Media & the Egyptian Revolution

I’ve been watching Al Jazeera, who, since they’ve (officially) been kicked out of the country are probably telling the truth. What’s interesting is the priorities of the other news organisations in reporting the story.

The BBC interview Polly Toynbee, who asks “where are the women’s voices?”. Meanwhile sky is reporting from the airport where the main story is: not as you might imagine, the imminent freedom of 80m Egyptians from a dictatorial police state, but the ordeal of some white people with horrible accents, whose holidays have been ruined and are now (Oh. My. God. It’s AWFUL) sleeping in the airport as they try to get home. Disgusted by the warped priorities on display, I turned back to Al Jazeera, where I saw hundreds of men & women, on the street chanting slogans. True, the women are not chucking rocks at the police in any great numbers, but they’re there. That answers La Toynbee’s stunningly ignorant and self-reverential question. The media organisations are projecting their warped idea of their viewers own obsessions onto the back-drop of an inspiring moment in history. Or maybe Sky is reporting from the Airport because it’s CHEAP? Who knows.
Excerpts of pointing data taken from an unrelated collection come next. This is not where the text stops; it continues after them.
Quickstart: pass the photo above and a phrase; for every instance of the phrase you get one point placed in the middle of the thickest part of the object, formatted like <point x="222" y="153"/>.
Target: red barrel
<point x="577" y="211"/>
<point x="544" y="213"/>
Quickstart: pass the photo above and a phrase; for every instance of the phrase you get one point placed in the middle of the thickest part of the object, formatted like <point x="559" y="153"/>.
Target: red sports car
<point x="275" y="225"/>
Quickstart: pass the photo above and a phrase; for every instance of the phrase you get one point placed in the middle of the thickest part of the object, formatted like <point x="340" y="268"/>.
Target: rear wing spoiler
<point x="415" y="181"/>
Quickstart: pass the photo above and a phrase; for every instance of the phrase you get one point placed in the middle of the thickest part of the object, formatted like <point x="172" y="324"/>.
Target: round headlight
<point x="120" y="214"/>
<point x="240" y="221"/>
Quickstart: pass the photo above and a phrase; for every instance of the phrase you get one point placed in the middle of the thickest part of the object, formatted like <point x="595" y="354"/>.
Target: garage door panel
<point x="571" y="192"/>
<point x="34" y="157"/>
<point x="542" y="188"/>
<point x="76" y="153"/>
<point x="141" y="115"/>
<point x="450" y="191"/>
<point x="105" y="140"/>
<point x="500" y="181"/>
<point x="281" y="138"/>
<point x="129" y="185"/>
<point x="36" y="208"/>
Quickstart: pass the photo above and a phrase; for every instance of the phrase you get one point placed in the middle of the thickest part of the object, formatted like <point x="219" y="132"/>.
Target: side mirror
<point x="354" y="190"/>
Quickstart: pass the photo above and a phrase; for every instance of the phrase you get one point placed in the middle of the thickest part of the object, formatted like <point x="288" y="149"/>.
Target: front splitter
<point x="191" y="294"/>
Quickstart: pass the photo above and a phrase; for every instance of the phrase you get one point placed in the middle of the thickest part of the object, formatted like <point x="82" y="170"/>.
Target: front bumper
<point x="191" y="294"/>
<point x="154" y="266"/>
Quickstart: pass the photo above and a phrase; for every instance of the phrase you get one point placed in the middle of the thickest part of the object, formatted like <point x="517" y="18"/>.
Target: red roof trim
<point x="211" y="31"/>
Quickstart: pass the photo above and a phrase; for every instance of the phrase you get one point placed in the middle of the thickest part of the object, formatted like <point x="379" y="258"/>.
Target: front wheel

The channel to which I’ve been glued is Al Jazeera English, whose live feed on Friday night was particularly telling – state TV showing a calm Cairo on the right hand side of a split screen. Fires from burning police wagons and protesters cheering the deployment of the Army on the left, as the police, responsible for most of the deaths, are chased from the streets. I might not agree with the editorial line taken by Al Jazeera all the time, and in fact I would worry if I did. But the network is a force for good in a region with few media organisations the people can trust.

At 11pm on Sunday, the BBC rang me: “What’s going to happen to the oil price?”. “It’s going up”, I answer, “how far depends on the other dominoes to fall”. Egypt is responsible for 1% of world Oil production, 2% of refining capacity and the Suez canal & pipeline carries another 4% or so to the west. Operations of both are, so far at least, unaffected. One other country in the region is responsible for 14% of world production. And the question I’m asking myself is whether you or I would be willing to pay $200 per barrel or more (taking a tank of petrol well over £100) in return for the fall of the house of Saud? As predicted, let’s hope the dominoes keep falling. And one-day if these revolutions usher in democracy, politics with the middle east might not be all about oil & terrorists. At moments like this, optimism is not necessarily naivety.